What is a bull call spread on QQQJ?
A bull call spread on QQQJ is the bull call spread strategy applied to QQQJ (etf). The strategy is structurally moderately bullish: A bull call spread buys an at-the-money call and sells an out-of-the-money call at a higher strike for defined risk and defined reward bounded by the strike width. With QQQJ etf trading near $41.52, the strikes shown on this page are snapped to the nearest listed QQQJ chain strike and the premiums come straight from the end-of-day bid/ask midpoint.
How are QQQJ bull call spread max profit and max loss calculated?
Max profit equals strike width minus net debit times 100; max loss equals net debit times 100. Breakeven is long-call strike plus net debit.
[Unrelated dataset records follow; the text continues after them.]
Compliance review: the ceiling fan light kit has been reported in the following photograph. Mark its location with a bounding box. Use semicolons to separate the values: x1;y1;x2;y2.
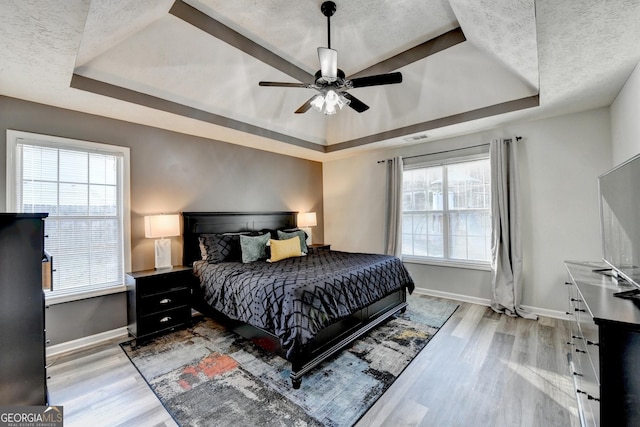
258;1;402;115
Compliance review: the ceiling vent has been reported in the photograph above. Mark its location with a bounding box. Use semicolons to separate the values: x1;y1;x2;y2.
402;133;429;142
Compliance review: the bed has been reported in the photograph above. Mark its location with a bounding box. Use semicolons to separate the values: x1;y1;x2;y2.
183;212;414;388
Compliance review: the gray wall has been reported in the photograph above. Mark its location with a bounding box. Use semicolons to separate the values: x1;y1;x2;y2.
323;108;611;316
0;96;324;344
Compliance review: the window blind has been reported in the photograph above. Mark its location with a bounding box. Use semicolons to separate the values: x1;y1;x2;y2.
15;139;124;295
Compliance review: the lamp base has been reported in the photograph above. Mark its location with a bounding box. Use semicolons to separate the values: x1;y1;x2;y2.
155;239;173;270
298;227;313;246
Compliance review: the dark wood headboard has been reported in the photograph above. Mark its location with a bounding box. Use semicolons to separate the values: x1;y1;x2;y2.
182;212;297;265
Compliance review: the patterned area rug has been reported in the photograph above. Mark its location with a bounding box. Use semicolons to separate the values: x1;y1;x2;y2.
122;296;458;427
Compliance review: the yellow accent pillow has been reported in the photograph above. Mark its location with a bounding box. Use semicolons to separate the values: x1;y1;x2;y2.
267;236;302;262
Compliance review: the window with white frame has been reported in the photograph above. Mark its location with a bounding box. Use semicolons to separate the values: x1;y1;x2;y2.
7;130;130;300
402;156;491;265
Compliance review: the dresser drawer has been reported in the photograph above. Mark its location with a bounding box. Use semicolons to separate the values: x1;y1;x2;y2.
138;306;191;336
138;288;189;316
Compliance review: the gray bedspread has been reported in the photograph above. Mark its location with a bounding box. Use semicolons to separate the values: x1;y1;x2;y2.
194;250;414;360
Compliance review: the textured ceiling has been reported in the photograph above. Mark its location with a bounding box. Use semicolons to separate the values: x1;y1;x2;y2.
0;0;640;161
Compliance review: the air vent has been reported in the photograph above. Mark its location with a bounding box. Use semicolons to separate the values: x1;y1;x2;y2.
403;133;429;142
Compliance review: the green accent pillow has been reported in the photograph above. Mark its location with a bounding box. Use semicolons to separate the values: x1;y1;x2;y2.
240;233;271;264
278;230;308;254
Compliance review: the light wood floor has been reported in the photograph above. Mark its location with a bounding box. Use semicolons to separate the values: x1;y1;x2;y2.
48;303;579;427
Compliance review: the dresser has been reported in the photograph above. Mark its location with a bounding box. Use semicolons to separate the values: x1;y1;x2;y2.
126;266;194;341
0;213;47;406
565;261;640;426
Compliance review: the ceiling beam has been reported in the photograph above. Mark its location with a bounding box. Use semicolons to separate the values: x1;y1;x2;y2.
70;73;325;153
349;27;467;79
169;0;315;82
324;95;540;153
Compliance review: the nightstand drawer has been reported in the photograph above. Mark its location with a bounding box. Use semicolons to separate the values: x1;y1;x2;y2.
138;306;191;336
136;274;186;296
126;266;195;341
138;287;189;316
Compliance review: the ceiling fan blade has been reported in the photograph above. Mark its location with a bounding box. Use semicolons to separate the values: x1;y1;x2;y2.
342;92;369;113
318;47;338;82
296;95;318;114
350;73;402;88
258;82;313;88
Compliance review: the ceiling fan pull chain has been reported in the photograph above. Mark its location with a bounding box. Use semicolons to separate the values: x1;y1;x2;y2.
320;1;336;49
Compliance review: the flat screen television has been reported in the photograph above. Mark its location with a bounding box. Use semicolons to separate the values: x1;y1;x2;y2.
598;155;640;289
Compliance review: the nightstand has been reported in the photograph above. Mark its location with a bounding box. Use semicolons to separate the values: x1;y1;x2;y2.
309;243;331;251
126;266;194;341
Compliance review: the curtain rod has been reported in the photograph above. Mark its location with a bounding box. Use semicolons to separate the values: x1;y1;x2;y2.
378;136;522;163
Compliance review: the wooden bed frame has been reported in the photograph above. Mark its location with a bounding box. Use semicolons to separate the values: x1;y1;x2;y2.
182;212;407;388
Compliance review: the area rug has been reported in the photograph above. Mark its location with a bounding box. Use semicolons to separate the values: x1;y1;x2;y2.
122;296;458;427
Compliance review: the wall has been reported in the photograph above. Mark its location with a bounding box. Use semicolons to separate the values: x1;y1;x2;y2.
323;109;611;313
611;63;640;166
0;96;323;344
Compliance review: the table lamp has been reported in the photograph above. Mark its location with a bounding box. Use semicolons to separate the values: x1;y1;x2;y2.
144;214;180;270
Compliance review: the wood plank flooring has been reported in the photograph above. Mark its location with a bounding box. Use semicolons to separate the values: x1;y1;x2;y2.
48;303;579;427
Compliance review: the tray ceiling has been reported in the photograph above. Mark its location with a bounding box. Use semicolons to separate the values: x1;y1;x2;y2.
0;0;640;160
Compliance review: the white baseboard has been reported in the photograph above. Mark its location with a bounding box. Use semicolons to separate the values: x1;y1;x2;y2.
47;326;129;357
413;288;572;320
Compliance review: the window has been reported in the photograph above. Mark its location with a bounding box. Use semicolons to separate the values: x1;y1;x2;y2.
402;157;491;264
7;131;130;301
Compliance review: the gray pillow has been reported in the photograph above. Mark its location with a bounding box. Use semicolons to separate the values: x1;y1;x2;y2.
278;230;308;254
240;233;271;263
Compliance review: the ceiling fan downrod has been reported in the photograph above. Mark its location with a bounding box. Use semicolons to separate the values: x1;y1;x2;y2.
320;1;336;49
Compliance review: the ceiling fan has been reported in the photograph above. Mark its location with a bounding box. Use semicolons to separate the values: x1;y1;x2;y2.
258;1;402;114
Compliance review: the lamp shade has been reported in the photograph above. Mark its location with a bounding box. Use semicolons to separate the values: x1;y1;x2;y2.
144;214;180;239
298;212;318;227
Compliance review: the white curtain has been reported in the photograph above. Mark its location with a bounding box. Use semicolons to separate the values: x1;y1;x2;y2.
491;138;537;319
385;156;403;258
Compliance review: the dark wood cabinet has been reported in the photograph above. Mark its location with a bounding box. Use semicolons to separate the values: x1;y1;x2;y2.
0;213;47;406
126;266;194;341
565;262;640;426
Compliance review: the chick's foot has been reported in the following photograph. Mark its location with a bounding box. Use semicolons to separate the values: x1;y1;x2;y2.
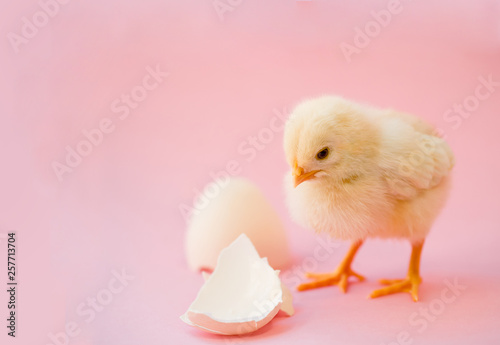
370;274;422;302
297;267;365;293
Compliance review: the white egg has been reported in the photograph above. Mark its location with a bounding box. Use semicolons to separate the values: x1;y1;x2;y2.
186;178;290;271
181;234;294;335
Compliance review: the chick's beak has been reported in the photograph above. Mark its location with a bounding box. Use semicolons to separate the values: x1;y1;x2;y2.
292;162;319;187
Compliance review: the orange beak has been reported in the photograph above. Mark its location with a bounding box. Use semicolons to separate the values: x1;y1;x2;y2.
292;161;320;187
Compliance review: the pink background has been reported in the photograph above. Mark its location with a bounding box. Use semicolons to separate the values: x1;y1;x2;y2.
0;0;500;345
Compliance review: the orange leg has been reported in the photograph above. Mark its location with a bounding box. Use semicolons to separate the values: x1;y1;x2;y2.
297;240;365;292
370;241;424;302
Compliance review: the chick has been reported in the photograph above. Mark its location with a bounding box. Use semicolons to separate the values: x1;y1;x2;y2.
284;96;454;301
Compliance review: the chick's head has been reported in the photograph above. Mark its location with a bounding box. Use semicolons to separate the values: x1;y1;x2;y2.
284;96;378;187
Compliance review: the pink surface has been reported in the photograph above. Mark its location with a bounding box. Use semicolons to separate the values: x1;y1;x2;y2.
0;0;500;345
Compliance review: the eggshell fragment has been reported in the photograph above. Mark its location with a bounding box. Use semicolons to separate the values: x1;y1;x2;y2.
181;234;293;335
186;178;290;271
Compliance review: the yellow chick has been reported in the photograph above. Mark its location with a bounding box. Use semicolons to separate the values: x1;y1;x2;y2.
284;96;454;301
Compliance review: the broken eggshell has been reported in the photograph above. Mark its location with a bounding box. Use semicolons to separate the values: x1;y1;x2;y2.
185;178;290;271
181;234;294;335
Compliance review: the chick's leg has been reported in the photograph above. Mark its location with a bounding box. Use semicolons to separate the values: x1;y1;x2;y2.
370;241;424;302
297;240;365;292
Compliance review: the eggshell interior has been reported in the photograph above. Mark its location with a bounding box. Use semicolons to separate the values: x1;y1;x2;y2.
186;178;290;271
181;234;286;334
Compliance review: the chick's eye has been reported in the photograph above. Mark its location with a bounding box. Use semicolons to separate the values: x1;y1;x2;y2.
316;147;330;160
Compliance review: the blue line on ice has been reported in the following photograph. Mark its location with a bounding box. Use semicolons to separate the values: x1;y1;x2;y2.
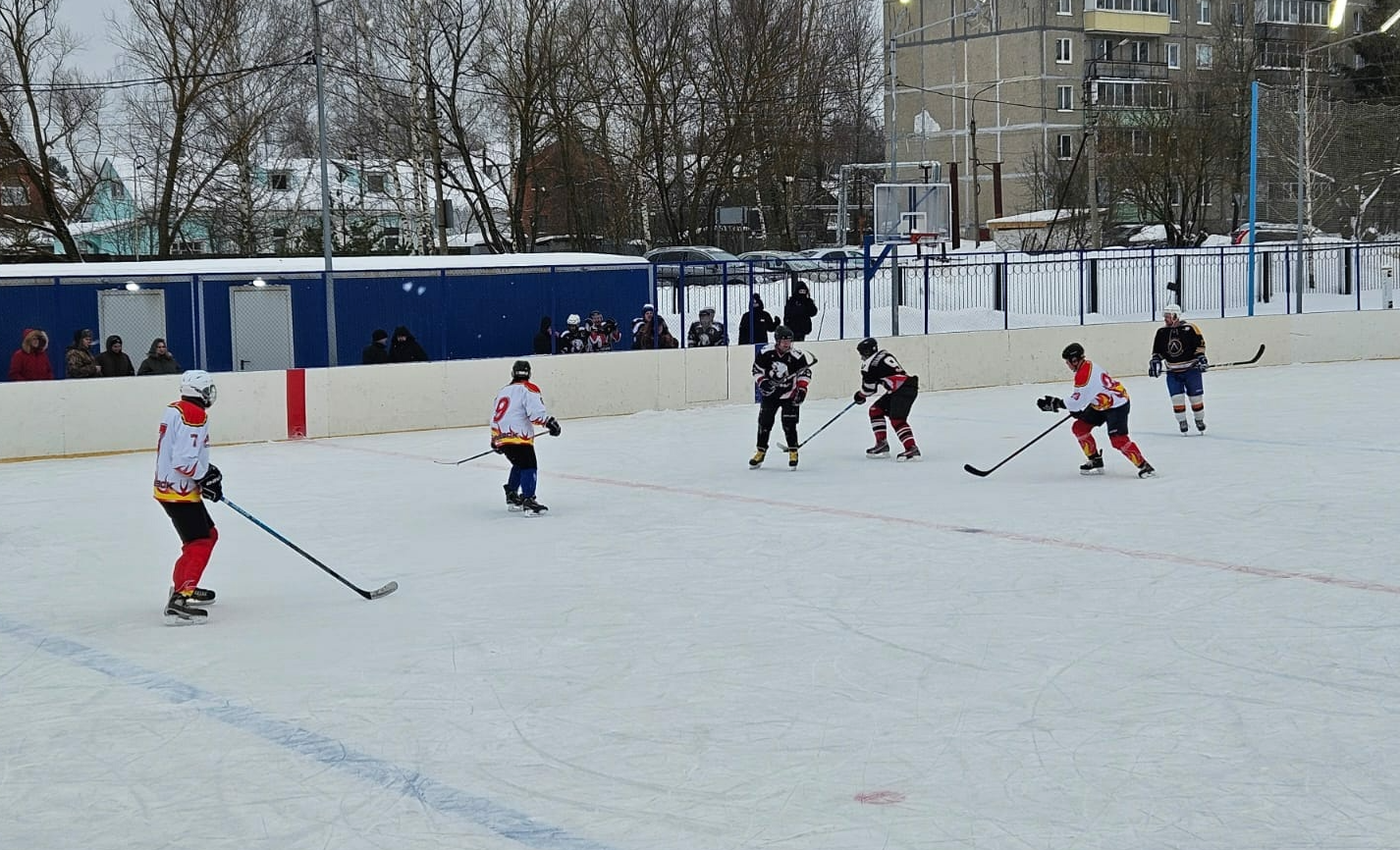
0;613;612;850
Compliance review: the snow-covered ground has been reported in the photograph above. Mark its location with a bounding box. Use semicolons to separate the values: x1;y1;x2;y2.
0;361;1400;850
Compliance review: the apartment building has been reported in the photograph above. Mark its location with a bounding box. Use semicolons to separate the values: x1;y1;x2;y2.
885;0;1367;236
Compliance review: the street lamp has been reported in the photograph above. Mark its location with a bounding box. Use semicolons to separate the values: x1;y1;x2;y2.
885;0;987;184
1293;12;1400;312
311;0;339;365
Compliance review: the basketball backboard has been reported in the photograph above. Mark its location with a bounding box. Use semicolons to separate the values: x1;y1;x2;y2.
874;184;953;242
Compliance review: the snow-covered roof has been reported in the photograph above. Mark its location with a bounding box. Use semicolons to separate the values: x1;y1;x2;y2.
0;250;651;279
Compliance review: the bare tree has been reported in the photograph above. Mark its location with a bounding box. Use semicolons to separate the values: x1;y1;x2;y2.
0;0;102;260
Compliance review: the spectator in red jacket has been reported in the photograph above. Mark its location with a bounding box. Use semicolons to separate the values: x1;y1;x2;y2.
10;328;53;381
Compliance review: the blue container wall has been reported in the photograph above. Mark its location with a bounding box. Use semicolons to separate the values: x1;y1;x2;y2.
0;266;651;378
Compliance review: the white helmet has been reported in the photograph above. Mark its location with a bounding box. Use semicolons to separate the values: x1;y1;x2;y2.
180;368;218;407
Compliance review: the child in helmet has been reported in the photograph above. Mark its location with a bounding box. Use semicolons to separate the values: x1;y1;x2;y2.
492;360;563;516
1036;342;1157;478
155;370;224;626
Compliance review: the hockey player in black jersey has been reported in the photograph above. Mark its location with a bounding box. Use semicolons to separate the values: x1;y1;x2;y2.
1147;304;1211;434
855;336;920;460
559;312;588;354
749;326;816;469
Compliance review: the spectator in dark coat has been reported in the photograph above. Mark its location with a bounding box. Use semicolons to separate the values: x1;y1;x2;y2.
96;334;135;378
359;328;389;365
782;282;816;342
631;304;680;348
535;316;555;354
135;336;185;375
389;325;428;363
739;292;779;345
63;328;102;378
10;328;53;381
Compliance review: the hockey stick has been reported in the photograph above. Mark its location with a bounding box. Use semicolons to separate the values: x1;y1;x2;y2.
433;449;496;466
963;416;1072;478
220;499;399;600
779;401;855;451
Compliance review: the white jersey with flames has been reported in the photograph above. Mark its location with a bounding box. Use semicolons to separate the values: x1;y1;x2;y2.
492;381;549;446
155;399;208;502
1064;360;1128;413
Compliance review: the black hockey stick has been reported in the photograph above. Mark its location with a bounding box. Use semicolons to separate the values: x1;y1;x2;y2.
779;401;855;451
221;499;399;600
433;449;496;466
963;416;1072;478
1211;344;1265;368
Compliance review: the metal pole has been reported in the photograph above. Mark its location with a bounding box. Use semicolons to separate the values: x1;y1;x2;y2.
1294;57;1308;314
311;0;339;365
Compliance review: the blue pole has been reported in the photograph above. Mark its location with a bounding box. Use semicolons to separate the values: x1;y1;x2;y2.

For the QQQJ bull call spread priced from the end-of-day chain at a 30-day expiry (ATM IV 23.70%), the computed maximum profit is $132.00 per contract and the computed maximum loss is -$68.00 per contract. Live intraday quotes will differ as the chain moves through the trading session.
What is the breakeven for a QQQJ bull call spread?
The breakeven for the QQQJ bull call spread priced on this page is roughly $42.68 at expiration, derived from end-of-day chain premiums. Breakeven is the underlying price at which the strategy's P&L crosses zero ignoring transaction costs and assignment risk. The current QQQJ market-implied 1-standard-deviation expected move is approximately 6.79%; if the move sits well outside the breakeven distance, the structure's risk-reward becomes correspondingly tighter.
When should you consider a bull call spread on QQQJ?
Bull call spreads on QQQJ reduce the cost of a bullish QQQJ etf position by selling a higher-strike call; suited to moderate-move theses where price reaches but does not vastly exceed the short strike.
How does current QQQJ implied volatility affect this bull call spread?
QQQJ ATM IV is at 23.70% with IV rank near 3.19%, which is on the low end of its 1-year range. Premium-buying structures (long call, long put, debit spreads) are relatively cheap in this regime; premium-selling structures collect less credit per unit risk.